Three Discrete Sampling Methods
This post describes and implements three methods which can be used to sample from any discrete probability distribution.
Probability integral transform
The first method is an “implementation” of the probability integral transform theorem. The theorem states that, for any continuous random variable \(X\) with cumulative distribution function (CDF) \(F_X\), \(Y = F_X(X)\) has uniform distribution. We can invert the equation above to sample from any continuous distribution. More concretely, we first sample \(y \sim U\) then use the inverse CDF to get \(x = F_X^{-1}(y)\) where \(x \sim X\). Although the probability integral transform is defined for continuous random variables, it can be shown to hold for discrete variables as well.
Unlike continuous variables, obtaining the CDF for discrete variables is trivial. The CDF is equal to the cumulative sum of the probability mass function (PMF). Given discrete random variable \(X\) with PMF \([p_0, p_1, \dots, p_N]\), its CDF \(F_X\) is simply \([p_0, p_0 + p_1, \dots, p_0 + p_1 + \dots + p_N]\).
Putting everything together, to sample from any discrete probability distribution, we first sample \(y \sim U\) then return the last state where \(F_X < y\). Here’s what that looks like in Python:
from typing import List
import numpy as np
def sample(cdf: List[float]) -> int:
y = np.random.uniform()
idx = 0
while cdf[idx] < y:
idx += 1
return idx
We can see by inspection that each sample takes \(O(N)\) time, where \(N\) is the number of states \(X\) can take. Can we do better?
Binary search
One straightforward extension is to realize that the CDF is monotonic and hence sorted. We can use binary search to drive the runtime complexity to \(O(\log N)\). In Python this can be implemented in two short lines of code:
from bisect import bisect
def sample_binary_search(cdf: List[float]) -> int:
u = np.random.uniform()
return bisect(cdf, u)
Can we do even better?
Walker’s Alias Method
The optimal sampling method, know as Walker’s alias method, can sample from any discrete distribution in \(O(1)\) time.

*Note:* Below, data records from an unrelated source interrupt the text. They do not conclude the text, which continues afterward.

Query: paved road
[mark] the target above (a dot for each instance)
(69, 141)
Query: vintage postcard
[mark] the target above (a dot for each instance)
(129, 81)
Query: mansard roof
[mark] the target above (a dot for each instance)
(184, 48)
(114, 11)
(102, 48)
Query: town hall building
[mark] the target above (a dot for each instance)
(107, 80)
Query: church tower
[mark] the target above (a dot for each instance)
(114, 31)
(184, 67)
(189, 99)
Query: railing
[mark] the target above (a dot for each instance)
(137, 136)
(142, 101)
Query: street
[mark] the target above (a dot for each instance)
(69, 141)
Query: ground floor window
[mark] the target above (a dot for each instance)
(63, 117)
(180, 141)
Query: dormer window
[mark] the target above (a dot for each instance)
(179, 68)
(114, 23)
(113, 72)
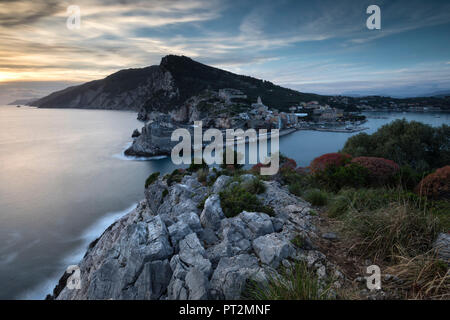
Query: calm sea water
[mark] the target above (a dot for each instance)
(63, 180)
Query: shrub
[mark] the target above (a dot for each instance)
(368, 199)
(335, 178)
(298, 241)
(235, 166)
(418, 145)
(292, 283)
(381, 171)
(152, 178)
(287, 163)
(408, 178)
(316, 197)
(327, 160)
(236, 199)
(436, 185)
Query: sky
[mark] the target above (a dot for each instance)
(321, 46)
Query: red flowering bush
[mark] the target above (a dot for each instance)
(380, 170)
(327, 160)
(436, 185)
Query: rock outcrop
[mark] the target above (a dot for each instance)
(169, 248)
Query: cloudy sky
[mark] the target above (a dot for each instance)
(318, 46)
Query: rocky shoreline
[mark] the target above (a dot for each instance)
(169, 247)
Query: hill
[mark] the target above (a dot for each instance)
(166, 86)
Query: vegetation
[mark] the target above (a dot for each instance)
(380, 171)
(237, 198)
(152, 178)
(336, 177)
(436, 185)
(316, 197)
(385, 232)
(328, 160)
(418, 145)
(175, 177)
(292, 283)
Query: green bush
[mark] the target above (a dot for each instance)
(236, 199)
(255, 186)
(152, 178)
(418, 145)
(316, 197)
(408, 178)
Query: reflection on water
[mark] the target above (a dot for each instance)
(58, 178)
(63, 180)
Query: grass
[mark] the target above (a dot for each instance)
(294, 283)
(380, 233)
(316, 197)
(298, 241)
(423, 276)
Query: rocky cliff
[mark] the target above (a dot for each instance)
(168, 248)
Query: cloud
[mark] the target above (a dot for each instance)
(278, 41)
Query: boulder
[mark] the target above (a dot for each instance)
(271, 250)
(212, 213)
(231, 274)
(193, 254)
(197, 284)
(442, 246)
(259, 223)
(221, 183)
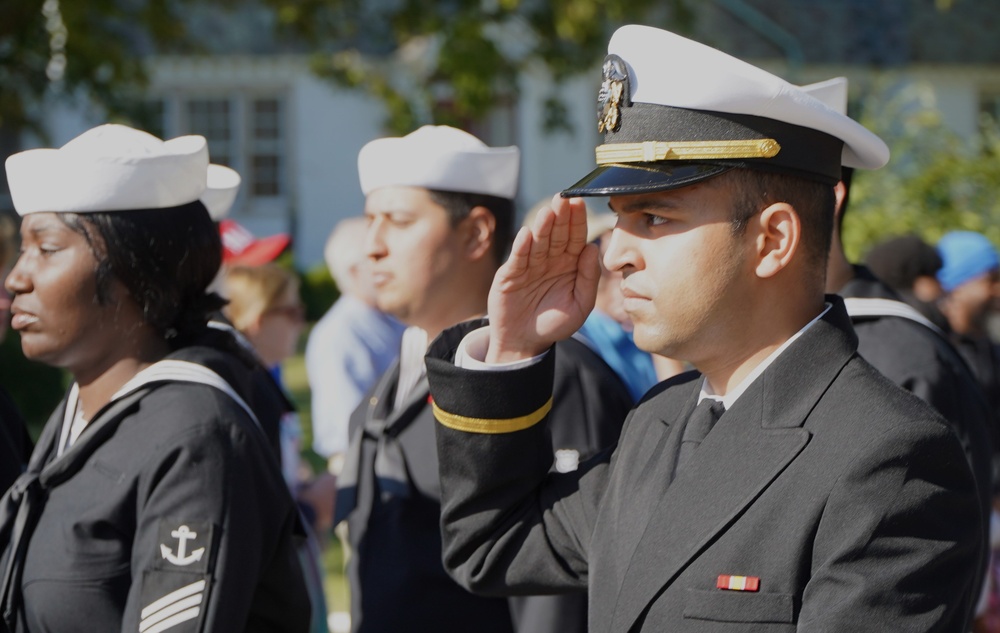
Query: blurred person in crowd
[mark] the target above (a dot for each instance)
(268, 344)
(440, 211)
(15, 443)
(351, 345)
(909, 266)
(970, 278)
(152, 499)
(902, 343)
(265, 308)
(789, 485)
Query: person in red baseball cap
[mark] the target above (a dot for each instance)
(241, 248)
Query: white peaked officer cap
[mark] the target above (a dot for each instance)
(832, 92)
(220, 192)
(675, 112)
(109, 168)
(439, 157)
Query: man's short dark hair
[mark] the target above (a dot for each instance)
(814, 201)
(458, 205)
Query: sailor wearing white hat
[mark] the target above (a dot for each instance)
(815, 501)
(906, 345)
(439, 204)
(151, 501)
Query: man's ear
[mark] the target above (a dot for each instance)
(779, 238)
(840, 194)
(480, 232)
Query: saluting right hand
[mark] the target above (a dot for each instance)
(547, 287)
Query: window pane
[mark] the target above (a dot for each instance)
(266, 119)
(211, 119)
(266, 176)
(266, 147)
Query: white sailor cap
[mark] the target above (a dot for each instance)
(439, 157)
(675, 112)
(220, 192)
(109, 168)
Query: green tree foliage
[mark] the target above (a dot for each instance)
(451, 62)
(935, 182)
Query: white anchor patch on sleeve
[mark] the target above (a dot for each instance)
(182, 558)
(184, 544)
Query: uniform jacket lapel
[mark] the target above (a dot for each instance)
(749, 447)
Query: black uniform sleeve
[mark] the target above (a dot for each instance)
(213, 549)
(902, 518)
(509, 527)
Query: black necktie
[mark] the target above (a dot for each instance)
(702, 419)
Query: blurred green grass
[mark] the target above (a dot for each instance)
(293, 373)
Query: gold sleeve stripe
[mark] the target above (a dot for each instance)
(486, 425)
(649, 151)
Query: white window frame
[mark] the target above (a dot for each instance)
(241, 128)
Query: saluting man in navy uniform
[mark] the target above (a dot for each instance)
(786, 485)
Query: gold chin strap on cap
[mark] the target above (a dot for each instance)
(650, 151)
(490, 426)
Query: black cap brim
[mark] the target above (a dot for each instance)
(620, 179)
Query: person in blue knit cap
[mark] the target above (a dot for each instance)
(970, 278)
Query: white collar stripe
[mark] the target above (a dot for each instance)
(173, 621)
(185, 605)
(172, 597)
(183, 371)
(861, 307)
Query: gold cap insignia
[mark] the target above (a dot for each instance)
(614, 94)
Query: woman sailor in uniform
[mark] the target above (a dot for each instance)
(152, 502)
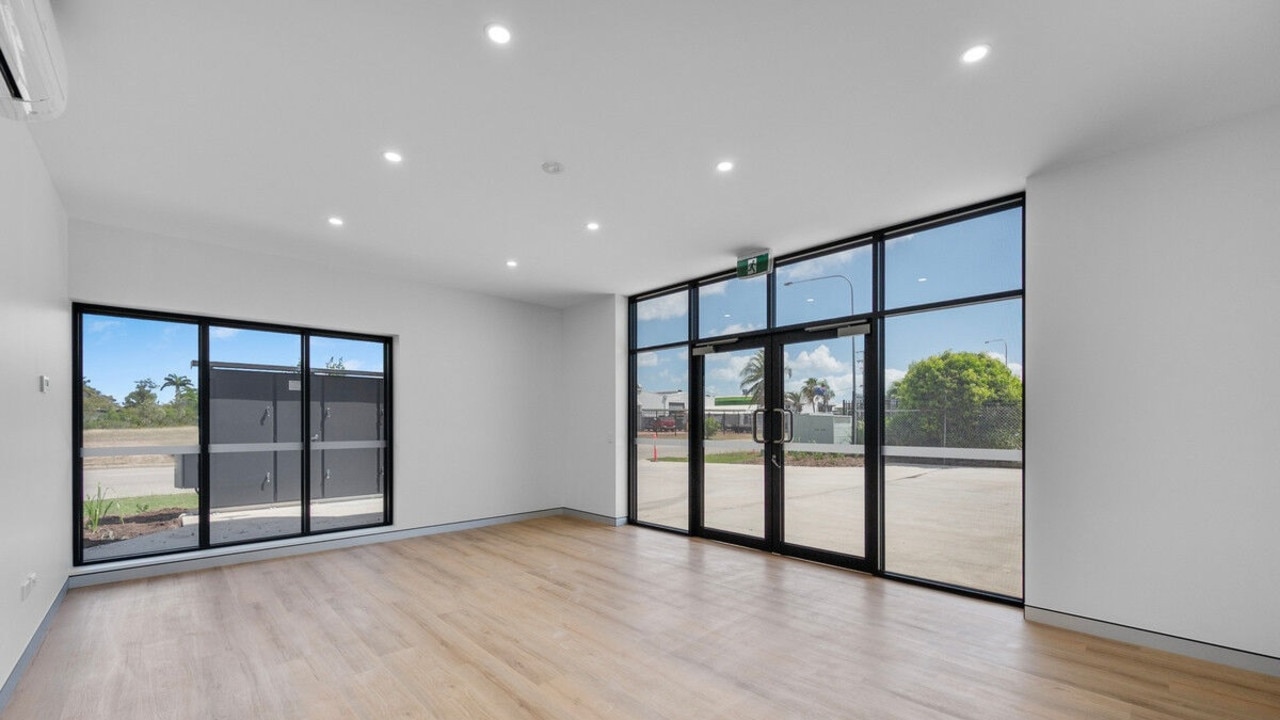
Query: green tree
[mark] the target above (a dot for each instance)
(100, 410)
(816, 392)
(179, 384)
(141, 409)
(956, 400)
(753, 377)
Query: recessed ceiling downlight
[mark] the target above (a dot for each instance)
(497, 33)
(976, 53)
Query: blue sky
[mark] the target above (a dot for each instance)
(965, 259)
(119, 351)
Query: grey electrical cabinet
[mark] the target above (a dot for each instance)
(347, 434)
(256, 441)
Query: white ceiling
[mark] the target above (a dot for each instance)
(250, 122)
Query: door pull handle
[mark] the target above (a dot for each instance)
(755, 427)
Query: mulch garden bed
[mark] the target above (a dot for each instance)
(114, 528)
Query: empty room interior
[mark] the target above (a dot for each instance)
(670, 359)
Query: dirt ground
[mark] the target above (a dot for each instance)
(114, 528)
(135, 437)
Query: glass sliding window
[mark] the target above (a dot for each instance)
(732, 306)
(954, 446)
(662, 437)
(348, 433)
(140, 436)
(827, 286)
(977, 256)
(663, 319)
(255, 434)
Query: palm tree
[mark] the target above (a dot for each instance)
(179, 384)
(753, 378)
(816, 392)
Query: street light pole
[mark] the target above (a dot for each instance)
(849, 282)
(1001, 341)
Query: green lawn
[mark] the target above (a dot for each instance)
(796, 459)
(127, 506)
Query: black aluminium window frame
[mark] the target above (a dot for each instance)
(204, 323)
(876, 317)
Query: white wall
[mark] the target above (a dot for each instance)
(35, 428)
(590, 431)
(471, 391)
(1152, 411)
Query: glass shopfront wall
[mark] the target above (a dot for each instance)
(859, 405)
(196, 433)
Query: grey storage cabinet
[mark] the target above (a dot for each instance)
(347, 434)
(256, 437)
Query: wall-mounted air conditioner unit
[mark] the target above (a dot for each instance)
(32, 71)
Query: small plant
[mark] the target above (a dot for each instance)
(96, 507)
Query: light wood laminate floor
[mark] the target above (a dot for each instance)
(561, 619)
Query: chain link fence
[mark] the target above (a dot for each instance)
(995, 427)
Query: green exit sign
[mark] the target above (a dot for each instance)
(754, 264)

The basic intuition behind the method is to transform the PMF of a random into a 2d rectangle (as shown in Figure 1), randomly sample \(x, y\) coordinates inside the rectangle, and return the corresponding state aliased to those coordinates.
Although the intuition is straightforward, creating the alias table (Figure 1 right) and using it for sampling is somewhat involved. I found [1] gave a very clear description of how to do this, which I’ve implemented in Python below.
import copy
def construct_table(pmf: List[float]) -> List[Tuple[float, int, int]]:
pmf, mean, table = copy.copy(pmf), np.mean(pmf), []
for i in range(len(pmf)):
idxs = np.argsort(pmf)
i, j = idxs[i], idxs[-1]
tau = pmf[i] / mean
table.append((tau, i, j))
pmf[j] -= mean - pmf[i]
pmf[i] = 0 # Set to 0 to maintain correct sorting.
return table
def sample_alias(alias_table: List[Tuple[float, int, int]]) -> int:
N = len(alias_table)
u_1, u_2 = np.random.uniform(), np.random.uniform()
tau, i, j = alias_table[int(u_1 * N)]
return i if u_2 < tau else j
Assuming we precompute the alias table, it’s evident that the runtime complexity is indeed \(O(1)\) for each sample.